My Physics 10 (a trimester-long class exploring E&M topics for 10th graders who haven’t yet studied mechanics) was wrapping up some extensions to an electrophorus activity. They were already pros at explaining and predicting electrostatic phenomena, but this activity gave them yet another way to test out their thinking, practice their charge diagrams, and add depth and subtlety to their understanding. (I adapted instructions and ideas from this activity that I found in a quick search and that I had left for students last trimester when I needed to miss a day of their class.)
On the first day, they built and explained the electrophorus.
They made whiteboards at each table to work through the step-by-step charge situation.
On the second day, one group talked us through their whiteboard. (They were ready to present it at the end of the first day, but as soon as they got everyone paying attention to them, the fire alarm went off for a drill.)
After that, they went to work on some extensions. They tested the pan and the plate against Upper Tape and Lower Tape. They made an aluminum foil person with hair (as described in the document) and explained their observations when they tested it out. One group took their entire apparatus to the bathroom (which doesn’t have windows) because they wanted to know if you could see the sparks when you got shocked. Some groups tested pieces of their setups against other groups. Some got more involved in the foil person. Some only barely got started with the foil person. Some followed the prompts given by questions that I had put in their packets. Some ran off to test their own ideas.
When it was time to clean up the classroom, one group stopped me and asked, “Kelly, what if we didn’t finish all of the questions?” It was one of those great moments when a student helps you clarify something you’ve been doing, even doing intentionally, but hadn’t verbalized or made explicit before (even for yourself).
So here’s what we talked about. If you didn’t finish the questions, that’s okay. That’s generally always okay. No question is really that important. None of the questions are important? Well, none of them are important on their own. No packet falls apart from not doing one of them. The knowledge we are building isn’t so fragile as all of that. We’re building in redundancies in our explorations. We’re constructing ideas and then testing them multiple times and in multiple ways. We’re reconstructing these ideas. We’re modifying them. We’re strengthening them.

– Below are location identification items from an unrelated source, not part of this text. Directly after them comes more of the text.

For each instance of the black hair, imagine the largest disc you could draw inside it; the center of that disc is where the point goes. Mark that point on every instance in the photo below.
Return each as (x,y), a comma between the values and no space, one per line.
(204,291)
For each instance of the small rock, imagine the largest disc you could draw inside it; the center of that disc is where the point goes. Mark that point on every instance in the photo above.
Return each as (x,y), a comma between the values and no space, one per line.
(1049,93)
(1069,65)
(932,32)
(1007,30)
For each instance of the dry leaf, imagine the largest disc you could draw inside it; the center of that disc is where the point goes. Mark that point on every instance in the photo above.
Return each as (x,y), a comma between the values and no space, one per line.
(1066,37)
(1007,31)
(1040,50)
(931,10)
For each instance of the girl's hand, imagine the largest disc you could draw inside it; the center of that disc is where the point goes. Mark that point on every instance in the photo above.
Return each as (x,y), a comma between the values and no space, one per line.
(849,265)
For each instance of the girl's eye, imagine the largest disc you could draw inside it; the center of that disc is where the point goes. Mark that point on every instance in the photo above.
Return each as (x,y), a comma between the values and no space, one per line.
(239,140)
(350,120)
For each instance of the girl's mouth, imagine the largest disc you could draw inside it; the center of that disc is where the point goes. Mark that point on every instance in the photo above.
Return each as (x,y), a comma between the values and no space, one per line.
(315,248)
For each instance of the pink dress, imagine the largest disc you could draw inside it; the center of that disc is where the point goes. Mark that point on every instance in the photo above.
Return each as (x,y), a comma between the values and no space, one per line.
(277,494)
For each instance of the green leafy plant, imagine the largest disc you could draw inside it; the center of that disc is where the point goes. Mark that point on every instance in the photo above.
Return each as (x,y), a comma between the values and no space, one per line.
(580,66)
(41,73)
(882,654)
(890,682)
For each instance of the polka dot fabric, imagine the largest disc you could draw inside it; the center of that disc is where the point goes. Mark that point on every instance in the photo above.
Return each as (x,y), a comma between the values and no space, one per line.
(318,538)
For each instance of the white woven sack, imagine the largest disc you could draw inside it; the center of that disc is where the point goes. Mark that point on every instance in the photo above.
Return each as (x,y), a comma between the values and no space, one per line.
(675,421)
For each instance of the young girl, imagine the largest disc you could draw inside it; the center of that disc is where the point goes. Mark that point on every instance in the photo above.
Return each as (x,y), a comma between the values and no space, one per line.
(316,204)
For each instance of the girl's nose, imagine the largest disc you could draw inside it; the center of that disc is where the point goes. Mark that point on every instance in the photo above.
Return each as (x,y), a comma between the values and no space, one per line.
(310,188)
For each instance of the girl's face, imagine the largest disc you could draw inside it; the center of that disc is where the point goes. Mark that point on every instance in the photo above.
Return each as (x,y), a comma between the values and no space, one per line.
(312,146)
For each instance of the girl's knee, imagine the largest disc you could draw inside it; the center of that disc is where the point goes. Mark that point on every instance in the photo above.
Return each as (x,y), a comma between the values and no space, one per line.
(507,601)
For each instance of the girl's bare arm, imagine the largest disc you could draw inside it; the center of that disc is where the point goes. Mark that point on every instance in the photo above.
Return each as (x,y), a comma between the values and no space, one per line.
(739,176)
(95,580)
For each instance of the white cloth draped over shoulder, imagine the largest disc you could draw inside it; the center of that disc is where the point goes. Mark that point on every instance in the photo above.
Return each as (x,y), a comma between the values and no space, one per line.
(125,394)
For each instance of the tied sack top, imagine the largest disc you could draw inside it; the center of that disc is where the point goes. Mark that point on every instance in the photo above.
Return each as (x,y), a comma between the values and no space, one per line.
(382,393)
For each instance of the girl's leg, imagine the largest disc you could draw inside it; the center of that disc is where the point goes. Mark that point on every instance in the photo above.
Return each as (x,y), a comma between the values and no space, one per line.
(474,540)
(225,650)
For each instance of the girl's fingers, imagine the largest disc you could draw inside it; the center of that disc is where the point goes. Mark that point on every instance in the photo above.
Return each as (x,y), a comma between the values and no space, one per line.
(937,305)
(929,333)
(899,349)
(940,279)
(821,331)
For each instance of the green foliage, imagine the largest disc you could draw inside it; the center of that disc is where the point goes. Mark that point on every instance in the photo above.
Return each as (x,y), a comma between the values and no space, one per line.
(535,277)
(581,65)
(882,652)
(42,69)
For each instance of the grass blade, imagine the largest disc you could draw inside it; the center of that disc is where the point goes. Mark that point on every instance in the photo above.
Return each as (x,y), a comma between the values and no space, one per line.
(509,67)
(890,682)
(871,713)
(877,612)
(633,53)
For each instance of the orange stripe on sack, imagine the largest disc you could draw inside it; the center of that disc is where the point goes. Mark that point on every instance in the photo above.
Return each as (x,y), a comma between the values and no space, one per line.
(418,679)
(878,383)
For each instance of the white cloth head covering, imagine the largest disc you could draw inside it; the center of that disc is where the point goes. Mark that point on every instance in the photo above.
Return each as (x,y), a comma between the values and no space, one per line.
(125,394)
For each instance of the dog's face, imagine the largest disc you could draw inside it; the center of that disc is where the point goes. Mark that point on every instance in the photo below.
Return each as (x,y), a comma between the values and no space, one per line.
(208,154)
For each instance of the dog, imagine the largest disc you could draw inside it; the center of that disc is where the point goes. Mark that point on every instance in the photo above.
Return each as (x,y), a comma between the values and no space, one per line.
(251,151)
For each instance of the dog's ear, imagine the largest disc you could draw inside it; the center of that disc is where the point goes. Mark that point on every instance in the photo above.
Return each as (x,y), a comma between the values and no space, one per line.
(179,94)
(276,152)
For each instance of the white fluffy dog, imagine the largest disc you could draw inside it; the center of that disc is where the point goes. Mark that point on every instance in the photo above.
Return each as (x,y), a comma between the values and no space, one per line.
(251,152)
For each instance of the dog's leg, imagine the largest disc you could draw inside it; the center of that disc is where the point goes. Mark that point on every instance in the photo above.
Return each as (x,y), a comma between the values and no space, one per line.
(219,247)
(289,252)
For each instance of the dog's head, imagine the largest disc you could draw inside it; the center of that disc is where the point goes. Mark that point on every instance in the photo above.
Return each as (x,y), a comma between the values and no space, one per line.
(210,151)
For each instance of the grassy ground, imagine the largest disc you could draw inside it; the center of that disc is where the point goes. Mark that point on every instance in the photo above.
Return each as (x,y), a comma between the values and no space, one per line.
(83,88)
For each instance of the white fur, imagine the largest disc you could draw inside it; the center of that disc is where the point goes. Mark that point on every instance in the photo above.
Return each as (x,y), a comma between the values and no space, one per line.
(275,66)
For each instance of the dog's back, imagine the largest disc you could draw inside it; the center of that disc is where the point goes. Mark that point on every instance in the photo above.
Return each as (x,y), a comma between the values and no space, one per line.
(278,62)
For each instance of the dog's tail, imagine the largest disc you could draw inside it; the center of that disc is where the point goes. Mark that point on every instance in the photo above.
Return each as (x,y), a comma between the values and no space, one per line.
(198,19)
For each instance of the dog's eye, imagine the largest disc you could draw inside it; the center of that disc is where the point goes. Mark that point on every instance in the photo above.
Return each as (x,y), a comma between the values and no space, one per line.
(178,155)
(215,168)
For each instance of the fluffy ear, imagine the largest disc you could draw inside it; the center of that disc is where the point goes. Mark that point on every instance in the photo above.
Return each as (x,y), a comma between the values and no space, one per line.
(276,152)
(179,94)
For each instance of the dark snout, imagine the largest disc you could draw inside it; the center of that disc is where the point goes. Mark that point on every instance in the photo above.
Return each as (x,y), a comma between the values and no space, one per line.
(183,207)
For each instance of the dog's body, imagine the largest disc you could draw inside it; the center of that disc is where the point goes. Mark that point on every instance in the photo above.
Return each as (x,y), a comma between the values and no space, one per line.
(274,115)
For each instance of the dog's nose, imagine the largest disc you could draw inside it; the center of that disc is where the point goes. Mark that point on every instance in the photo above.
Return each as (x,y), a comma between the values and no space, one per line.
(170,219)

Maybe you noticed something peculiar about how this class is structured. Probably for the first few days, you left thinking, “Well… okay. I was able to do what we were doing, and it was fun, but I don’t think I really get it.” Um, yep! It was probably like that for a few days, and then all of the sudden, it really started clicking. And now you feel strongly that you really understand what you’re doing. True, true. It kind of layers itself like that. It takes a little while, but then you really, really get it.
I brought up the same idea that afternoon in my 9th grade math class. (They are doing “mixed martial problem solving” all year with problems from a few different awesome sources.) It’s okay if you don’t do every problem in the problem set. It’s not okay if you opt out of the ones you think are hardest. It’s not okay if you do none of the problems. But it’s okay if you don’t get to do every problem. We’re building something that is strong enough anyway.